The company’s Clean Path NY project had previously sparked suspicion among South Bronx residents when community members noticed that the proposal called for the placement of a high-voltage battery converter station in the South Bronx Terminal Mall, a high foot traffic area that crosses the street from the newly renovated Bronx Children’s Museum.

Among the critics was Cesar Yoc, founder of the Bronx Institute for Urban Systems, who released a report citing studies linking EMF exposure from high-voltage AC transmission lines to clusters of childhood cancers.
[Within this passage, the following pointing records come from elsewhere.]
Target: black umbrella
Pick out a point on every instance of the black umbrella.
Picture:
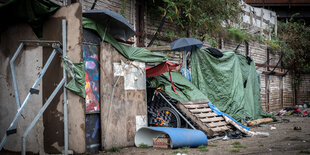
(114, 23)
(185, 44)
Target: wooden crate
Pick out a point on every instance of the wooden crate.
(208, 121)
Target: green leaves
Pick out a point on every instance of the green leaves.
(197, 16)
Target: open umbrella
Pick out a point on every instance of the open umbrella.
(113, 22)
(185, 44)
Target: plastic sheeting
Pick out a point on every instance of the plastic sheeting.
(186, 90)
(131, 53)
(179, 137)
(229, 82)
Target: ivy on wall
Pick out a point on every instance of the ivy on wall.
(199, 18)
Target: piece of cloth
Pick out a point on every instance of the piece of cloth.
(229, 82)
(77, 76)
(186, 73)
(160, 69)
(186, 90)
(131, 53)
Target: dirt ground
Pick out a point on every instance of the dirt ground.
(282, 140)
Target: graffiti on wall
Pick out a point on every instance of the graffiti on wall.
(92, 68)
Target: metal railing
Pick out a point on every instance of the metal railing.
(20, 107)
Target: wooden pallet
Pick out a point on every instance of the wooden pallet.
(208, 121)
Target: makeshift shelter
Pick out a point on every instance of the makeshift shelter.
(229, 82)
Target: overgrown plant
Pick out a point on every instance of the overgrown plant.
(293, 41)
(199, 18)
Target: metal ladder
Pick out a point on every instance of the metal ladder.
(20, 107)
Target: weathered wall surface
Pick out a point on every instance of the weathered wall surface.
(27, 67)
(123, 100)
(303, 94)
(276, 91)
(53, 118)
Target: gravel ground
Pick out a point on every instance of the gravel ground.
(282, 140)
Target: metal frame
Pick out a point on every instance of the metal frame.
(190, 124)
(56, 48)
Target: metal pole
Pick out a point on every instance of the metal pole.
(49, 100)
(20, 110)
(177, 111)
(21, 45)
(64, 51)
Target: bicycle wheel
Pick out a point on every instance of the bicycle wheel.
(169, 117)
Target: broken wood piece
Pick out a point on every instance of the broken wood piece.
(203, 116)
(259, 121)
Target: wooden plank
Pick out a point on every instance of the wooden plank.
(194, 102)
(197, 106)
(216, 124)
(207, 120)
(211, 114)
(53, 116)
(195, 119)
(118, 110)
(220, 129)
(259, 121)
(200, 110)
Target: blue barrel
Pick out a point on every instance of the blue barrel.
(179, 137)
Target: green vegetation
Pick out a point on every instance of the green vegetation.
(114, 149)
(293, 42)
(214, 19)
(203, 148)
(143, 145)
(235, 150)
(202, 19)
(304, 151)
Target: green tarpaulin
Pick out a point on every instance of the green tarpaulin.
(229, 82)
(185, 89)
(219, 80)
(131, 53)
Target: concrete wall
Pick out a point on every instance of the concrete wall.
(27, 67)
(303, 93)
(53, 118)
(256, 20)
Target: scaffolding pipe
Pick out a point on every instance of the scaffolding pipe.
(64, 51)
(21, 45)
(20, 110)
(46, 104)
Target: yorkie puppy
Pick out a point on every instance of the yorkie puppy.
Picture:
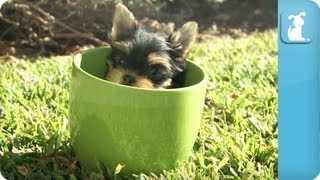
(143, 59)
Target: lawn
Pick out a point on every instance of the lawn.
(237, 139)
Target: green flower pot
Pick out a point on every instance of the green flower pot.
(146, 130)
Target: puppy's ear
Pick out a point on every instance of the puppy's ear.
(124, 23)
(184, 38)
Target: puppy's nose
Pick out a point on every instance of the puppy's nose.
(128, 79)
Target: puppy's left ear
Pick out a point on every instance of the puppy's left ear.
(184, 37)
(124, 23)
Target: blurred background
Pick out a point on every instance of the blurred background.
(58, 27)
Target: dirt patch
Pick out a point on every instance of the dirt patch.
(67, 26)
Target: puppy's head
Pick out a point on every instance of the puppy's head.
(143, 59)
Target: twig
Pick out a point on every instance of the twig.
(16, 24)
(79, 34)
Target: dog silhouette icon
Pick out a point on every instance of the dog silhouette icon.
(295, 30)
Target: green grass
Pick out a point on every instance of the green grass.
(237, 139)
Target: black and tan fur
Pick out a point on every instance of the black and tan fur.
(143, 59)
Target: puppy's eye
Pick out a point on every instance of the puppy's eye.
(157, 73)
(118, 60)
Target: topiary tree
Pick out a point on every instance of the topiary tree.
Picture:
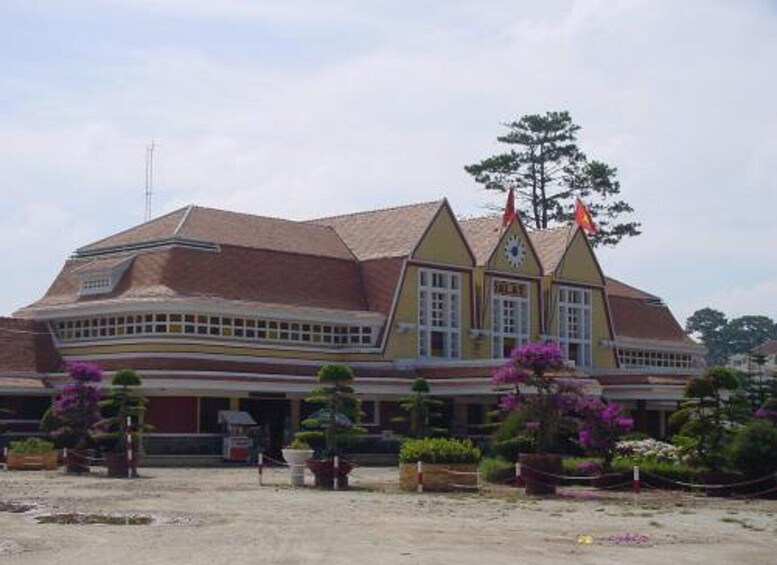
(545, 415)
(120, 403)
(339, 414)
(706, 418)
(422, 409)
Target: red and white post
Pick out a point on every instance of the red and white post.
(129, 447)
(635, 481)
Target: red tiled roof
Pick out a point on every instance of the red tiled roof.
(393, 232)
(26, 347)
(615, 287)
(641, 319)
(233, 273)
(222, 227)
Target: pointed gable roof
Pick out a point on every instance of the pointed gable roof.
(483, 235)
(551, 244)
(391, 232)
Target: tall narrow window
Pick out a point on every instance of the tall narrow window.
(574, 317)
(439, 303)
(510, 317)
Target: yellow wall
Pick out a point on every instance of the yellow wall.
(579, 264)
(498, 260)
(443, 242)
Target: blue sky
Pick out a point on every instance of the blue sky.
(302, 109)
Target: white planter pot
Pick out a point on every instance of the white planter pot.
(296, 459)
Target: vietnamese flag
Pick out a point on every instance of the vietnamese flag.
(583, 218)
(509, 213)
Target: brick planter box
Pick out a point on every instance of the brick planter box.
(439, 476)
(32, 461)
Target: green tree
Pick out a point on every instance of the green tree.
(548, 171)
(710, 327)
(421, 410)
(706, 416)
(340, 412)
(747, 332)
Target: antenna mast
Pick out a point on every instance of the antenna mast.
(149, 178)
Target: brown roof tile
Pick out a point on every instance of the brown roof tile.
(233, 273)
(223, 227)
(162, 227)
(381, 279)
(393, 232)
(645, 319)
(483, 235)
(26, 347)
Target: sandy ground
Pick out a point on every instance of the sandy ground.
(224, 516)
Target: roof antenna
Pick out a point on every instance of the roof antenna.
(149, 178)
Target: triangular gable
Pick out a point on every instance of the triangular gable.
(443, 241)
(515, 239)
(579, 263)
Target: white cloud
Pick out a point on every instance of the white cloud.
(679, 97)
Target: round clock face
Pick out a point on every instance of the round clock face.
(515, 251)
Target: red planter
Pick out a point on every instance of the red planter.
(539, 472)
(324, 472)
(78, 460)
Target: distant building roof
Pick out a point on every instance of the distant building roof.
(768, 348)
(26, 347)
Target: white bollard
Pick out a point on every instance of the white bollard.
(129, 447)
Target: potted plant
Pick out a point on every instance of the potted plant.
(546, 407)
(121, 407)
(447, 463)
(336, 420)
(296, 455)
(32, 454)
(74, 413)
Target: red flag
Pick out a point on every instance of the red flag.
(509, 213)
(583, 218)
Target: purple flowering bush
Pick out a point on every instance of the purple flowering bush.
(76, 410)
(602, 426)
(544, 403)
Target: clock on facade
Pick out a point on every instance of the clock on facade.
(515, 251)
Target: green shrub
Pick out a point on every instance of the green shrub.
(297, 443)
(754, 449)
(510, 448)
(31, 445)
(438, 450)
(496, 470)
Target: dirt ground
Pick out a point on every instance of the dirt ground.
(223, 516)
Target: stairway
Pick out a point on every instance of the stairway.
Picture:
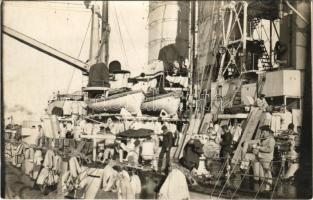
(251, 124)
(255, 22)
(265, 59)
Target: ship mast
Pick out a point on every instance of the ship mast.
(105, 33)
(94, 36)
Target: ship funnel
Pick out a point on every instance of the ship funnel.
(98, 75)
(168, 30)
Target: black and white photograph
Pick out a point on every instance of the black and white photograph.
(156, 99)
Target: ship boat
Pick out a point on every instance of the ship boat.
(129, 100)
(162, 102)
(101, 98)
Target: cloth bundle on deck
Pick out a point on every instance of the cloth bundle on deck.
(48, 174)
(136, 184)
(48, 161)
(29, 153)
(124, 188)
(70, 180)
(148, 150)
(175, 186)
(109, 178)
(211, 149)
(183, 81)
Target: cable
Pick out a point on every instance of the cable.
(46, 7)
(80, 50)
(119, 29)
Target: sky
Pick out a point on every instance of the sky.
(30, 77)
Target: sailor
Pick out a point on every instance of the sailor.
(226, 143)
(63, 130)
(290, 131)
(261, 102)
(102, 130)
(236, 131)
(41, 136)
(109, 143)
(265, 153)
(166, 149)
(69, 131)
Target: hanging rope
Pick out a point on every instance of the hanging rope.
(129, 35)
(119, 29)
(80, 50)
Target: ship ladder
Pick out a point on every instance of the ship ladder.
(244, 176)
(228, 177)
(278, 178)
(265, 179)
(219, 176)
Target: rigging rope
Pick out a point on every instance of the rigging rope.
(129, 35)
(119, 29)
(80, 50)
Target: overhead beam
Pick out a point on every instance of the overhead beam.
(78, 64)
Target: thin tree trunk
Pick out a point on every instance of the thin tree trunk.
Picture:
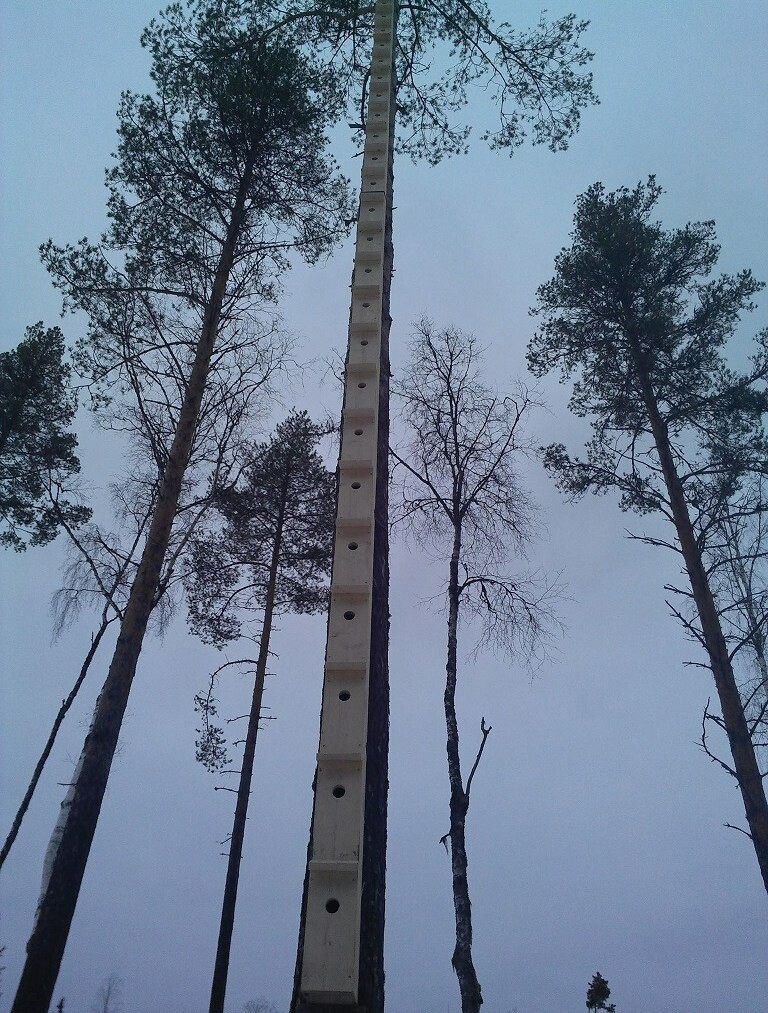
(57, 907)
(66, 704)
(471, 997)
(734, 718)
(221, 967)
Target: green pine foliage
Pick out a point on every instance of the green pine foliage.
(37, 460)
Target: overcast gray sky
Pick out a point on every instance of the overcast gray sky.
(596, 836)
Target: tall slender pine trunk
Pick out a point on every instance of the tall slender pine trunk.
(226, 925)
(63, 711)
(734, 718)
(45, 949)
(471, 997)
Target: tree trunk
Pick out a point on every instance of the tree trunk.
(735, 721)
(221, 967)
(471, 997)
(57, 907)
(66, 704)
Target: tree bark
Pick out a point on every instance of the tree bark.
(734, 719)
(57, 906)
(471, 997)
(66, 704)
(221, 967)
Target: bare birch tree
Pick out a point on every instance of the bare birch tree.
(460, 490)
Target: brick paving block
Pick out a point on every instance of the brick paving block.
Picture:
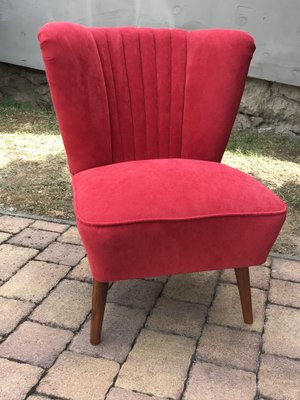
(157, 364)
(259, 277)
(135, 293)
(37, 397)
(13, 224)
(210, 382)
(34, 281)
(49, 226)
(35, 344)
(282, 331)
(285, 293)
(11, 313)
(278, 378)
(82, 271)
(17, 379)
(197, 287)
(37, 239)
(62, 253)
(226, 309)
(12, 258)
(79, 377)
(4, 236)
(286, 269)
(177, 317)
(66, 306)
(229, 347)
(268, 262)
(71, 236)
(120, 327)
(123, 394)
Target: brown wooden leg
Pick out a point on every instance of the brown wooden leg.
(243, 281)
(98, 307)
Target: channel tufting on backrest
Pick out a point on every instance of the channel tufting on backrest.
(125, 94)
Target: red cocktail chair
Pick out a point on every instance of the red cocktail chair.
(145, 116)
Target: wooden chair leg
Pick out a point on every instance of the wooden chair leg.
(98, 307)
(243, 281)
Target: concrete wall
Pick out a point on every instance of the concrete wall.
(274, 24)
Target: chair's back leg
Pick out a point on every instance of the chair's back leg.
(98, 307)
(243, 281)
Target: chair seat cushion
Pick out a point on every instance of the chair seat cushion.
(144, 208)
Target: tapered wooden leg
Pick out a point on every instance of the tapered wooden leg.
(98, 307)
(243, 281)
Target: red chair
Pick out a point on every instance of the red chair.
(145, 115)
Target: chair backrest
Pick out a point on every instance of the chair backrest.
(125, 94)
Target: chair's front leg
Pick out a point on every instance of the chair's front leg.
(243, 281)
(98, 307)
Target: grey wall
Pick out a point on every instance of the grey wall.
(274, 24)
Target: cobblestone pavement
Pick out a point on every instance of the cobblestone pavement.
(178, 337)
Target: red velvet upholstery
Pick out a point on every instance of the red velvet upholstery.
(145, 116)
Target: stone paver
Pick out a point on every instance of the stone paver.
(150, 365)
(34, 281)
(259, 277)
(78, 377)
(268, 262)
(120, 327)
(285, 293)
(82, 271)
(12, 258)
(225, 346)
(135, 293)
(279, 378)
(286, 269)
(67, 305)
(13, 224)
(211, 382)
(62, 253)
(71, 236)
(17, 379)
(177, 317)
(35, 344)
(196, 288)
(227, 310)
(282, 331)
(37, 239)
(123, 394)
(49, 226)
(11, 313)
(4, 236)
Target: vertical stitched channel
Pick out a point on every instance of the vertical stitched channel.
(129, 92)
(171, 94)
(114, 85)
(183, 95)
(143, 89)
(157, 108)
(106, 95)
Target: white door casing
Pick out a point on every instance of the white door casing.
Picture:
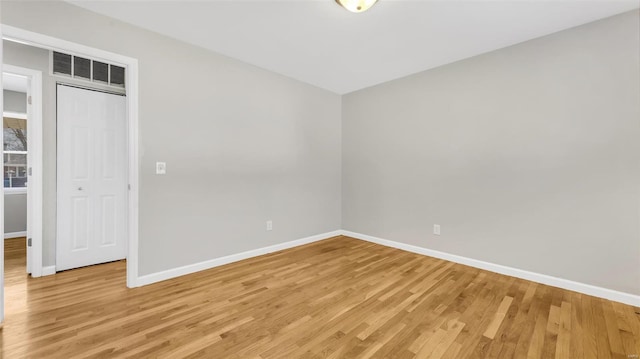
(92, 177)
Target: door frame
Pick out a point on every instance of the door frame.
(132, 86)
(34, 163)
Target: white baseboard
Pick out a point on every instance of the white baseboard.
(197, 267)
(48, 270)
(15, 234)
(589, 289)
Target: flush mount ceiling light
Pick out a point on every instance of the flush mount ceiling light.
(356, 5)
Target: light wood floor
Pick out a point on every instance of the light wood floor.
(338, 298)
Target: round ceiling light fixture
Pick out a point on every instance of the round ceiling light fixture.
(356, 5)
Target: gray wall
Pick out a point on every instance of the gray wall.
(528, 156)
(242, 145)
(15, 204)
(15, 101)
(15, 212)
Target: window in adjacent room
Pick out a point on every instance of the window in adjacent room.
(15, 150)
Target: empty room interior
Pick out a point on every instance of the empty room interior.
(320, 179)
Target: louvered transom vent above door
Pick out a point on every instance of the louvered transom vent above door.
(86, 69)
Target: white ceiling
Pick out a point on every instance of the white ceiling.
(318, 42)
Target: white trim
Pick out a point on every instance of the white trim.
(34, 160)
(15, 234)
(197, 267)
(17, 115)
(131, 78)
(15, 190)
(1, 199)
(48, 270)
(589, 289)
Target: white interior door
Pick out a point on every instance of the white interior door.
(92, 172)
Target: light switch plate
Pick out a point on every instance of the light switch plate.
(161, 168)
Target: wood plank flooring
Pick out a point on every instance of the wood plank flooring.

In August, Representative Ritchie Torres negotiated with the company, which agreed to move the battery station to an industrial area in Astoria, Queens. The new proposal, with the converter station location now redacted, secured state contracts, as well as the Champlain Hudson Power Express, another project that will channel renewable energy from Quebec, Canada. Together, the two projects will generate enough energy to heat 2.5 million homes, and the companies will invest about $460 in community projects, according to NYSERDA.

But advocates want to see the state take more aggressive steps to also ensure that the transition from fossil fuel power plants isn’t overlooked as the state moves forward in adding renewable energy options.

“New York State has an unprecedented opportunity to redress the balance of what environmental justice means,” said Bob Fanuzzi of the Bronx Council for Environmental Quality.

“We have a choice before us,” he added. “We can seek solutions to climate change through change or seek it through more of the same.”

Letter to Hochul and NYSERDA regarding Bronx Peak Plants by Jeanmarie Evely on Scribd


Liz Donovan is a member of the Report for America body.